Friday, December 30, 2011

Dreaming with eyes wide open

You know how it is;
You've just had one of those experiences, the life-altering kind. Perhaps it was the amount of time it lasted, the people you were with, the things you saw, or the nature of what you did.  It was everything you felt.
Though of course, there has to be a return to "normalcy". Some transitions are more abrupt than others.
If you haven't guessed yet, I'm already yearning to relive the past 4 months of my life in France. I have issues with dwelling on the past, it's really something I should work on--but it freaks me out, because it feels like a dream.
Fortunately for me, it wasn't! Whether it is acknowledged or not, a part of me has changed. And although I prefer the tangibility of printed photos from film, handwritten letters and souvenirs to remember where I've been, I like that I have hundreds of digital photos that tell stories and Facebook to connect with my friends on the other side of the world.
I'm struggling with identity disjointedness [apparently a real word !].  I can't lie, when I left on December 16th I was ready to jump back into my American life.  There are things you take for granted when you're away from home for so long.  I realized this even more than I did when I left for college!  However, I feel like I'm cheating myself out; I feel like I've lost my 'French identity' already.  It's a mental turmoil, sorry I can't explain it that well.  But like I mentioned, my experience in France is now a part of me whether I can reconcile with it or not.  
These are photos from the last week I was there, the one above is the building where we took our classes.
The cafe I hung out in before political science every Tuesday.
My host family!
La Catedrale Notre Dame de Rouen
Going out with friends and taking advantage of "city life"!
And our ridiculous program group in general.

How do you summarize a trip like this...
It tends to come best in spurts.  At that moment, something I'm doing will trigger a memory of what I've done, then I'll laugh and relate it.  Trying to explain it as one long story is tough.  I just spent the last 1 1/2 actually going through my full set of photos with my parents, and we only made it through 3 weeks of my semester! 
I know people are interested, but it's almost uncomfortable because in general they probably don't... care.  Bad assumption, I know I can't apply that to everyone!!  Haha, the general formula of formality goes, "You went to France?!  Oh my god, did you love it?  How was it?"
How do you answer a question like that.  I'll tell ya---- 
"Yup, I was there for a semester!  It was amazing."
"Yeah, I think I'm fluent in French.  All the courses were in French, it wasn't too hard."
"Yes, the food was delicious... Enough baguettes for a lifetime!"
Cut me off right there because no one cares.  At least beyond that point.
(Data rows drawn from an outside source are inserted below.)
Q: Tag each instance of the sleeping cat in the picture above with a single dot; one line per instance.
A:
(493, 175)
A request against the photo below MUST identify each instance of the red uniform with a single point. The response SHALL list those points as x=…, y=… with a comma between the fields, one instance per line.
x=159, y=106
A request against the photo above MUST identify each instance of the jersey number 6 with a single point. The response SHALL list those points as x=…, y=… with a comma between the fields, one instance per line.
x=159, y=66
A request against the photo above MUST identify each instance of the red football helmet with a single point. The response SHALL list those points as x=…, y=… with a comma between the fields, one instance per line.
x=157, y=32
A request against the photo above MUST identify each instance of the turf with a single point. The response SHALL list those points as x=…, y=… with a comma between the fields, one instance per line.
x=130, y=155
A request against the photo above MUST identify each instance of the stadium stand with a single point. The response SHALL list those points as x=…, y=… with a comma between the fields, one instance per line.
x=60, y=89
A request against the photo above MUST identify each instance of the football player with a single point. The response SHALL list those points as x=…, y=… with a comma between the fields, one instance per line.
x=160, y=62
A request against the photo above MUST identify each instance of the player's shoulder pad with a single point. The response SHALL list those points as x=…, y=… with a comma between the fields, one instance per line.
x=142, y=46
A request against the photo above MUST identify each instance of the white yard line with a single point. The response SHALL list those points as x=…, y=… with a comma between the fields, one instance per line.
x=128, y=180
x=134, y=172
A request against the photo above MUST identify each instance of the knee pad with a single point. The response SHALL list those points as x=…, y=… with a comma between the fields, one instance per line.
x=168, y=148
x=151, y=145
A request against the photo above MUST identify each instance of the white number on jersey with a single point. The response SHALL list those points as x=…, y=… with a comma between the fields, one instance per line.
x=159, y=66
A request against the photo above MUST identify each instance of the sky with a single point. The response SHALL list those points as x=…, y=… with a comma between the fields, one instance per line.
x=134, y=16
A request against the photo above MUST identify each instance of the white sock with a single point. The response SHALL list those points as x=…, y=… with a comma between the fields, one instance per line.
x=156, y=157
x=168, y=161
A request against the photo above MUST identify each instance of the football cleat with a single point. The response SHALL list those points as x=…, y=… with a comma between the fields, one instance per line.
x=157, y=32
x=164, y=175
Bah, and I understand!  My parents' eyes were probably glazing over but I have to say that I love them immensely for being patient to give me time to explain everything and expressing genuine interest.  And this blog, it's my other outlet of expression!  So whether you're truly engaged in what I'm writing about or not, I thank you sincerely for dropping by.

Oh la vache, I can't believe 2011 is over tomorrow.  What is everyone doing?

Thursday, December 1, 2011


As a part of my France semester program, we spent a week in French-speaking West Africa : Senegal!!! It was my first time being in Africa, in a developing country, into the Global South... and it was incredible.
So many beautiful things and places to see.
Baobab Trees, practically the national symbol of Senegal.
Traditionally prepared meals, eaten with our hands (did that each night with my host family)
Incredible, arabesque mosques -- this one in Touba being the largest in Sub-Saharan and Western Africa.
New perspectives on religion, beauty, respect, living...

Beautiful people to meet, with spirits and smiles that can't be justified in photos.

10 crazy Americans in Africa.
It was unbearably intriguing to discover which aspects of globalization have been integrated into their culture, and which others are still retained in tradition.  Smoking fish on the beach with wood chips and dried grass, for example, is still done as it was in the beginning.
The end of the week we moved from Dakar (the capital), to farther down the Atlantic Coast to a hotel-resort at Toubab Dialaw.
And yeah, we found paradise :)
And magnificent animals during a safari on the last morning
And the fruit of the Baobab Tree (below)!!!  The refer to it as "monkey's bread", and you crack the giant pod open and pull out this chalky, white morsels that tasted like sour apple... and it made incredible juice.

That's the briefest summary I could supply; I know these photos don't cover up the fact that I have been an atrocious blogger, but I work in cycles :B.  I'm sad to report that I have only 2 week left in France, so be prepared for the nostalgia updates and more photos I never added during my disgustingly long winter break.  I hope you all had a lovely holiday, and talk to you soon!!!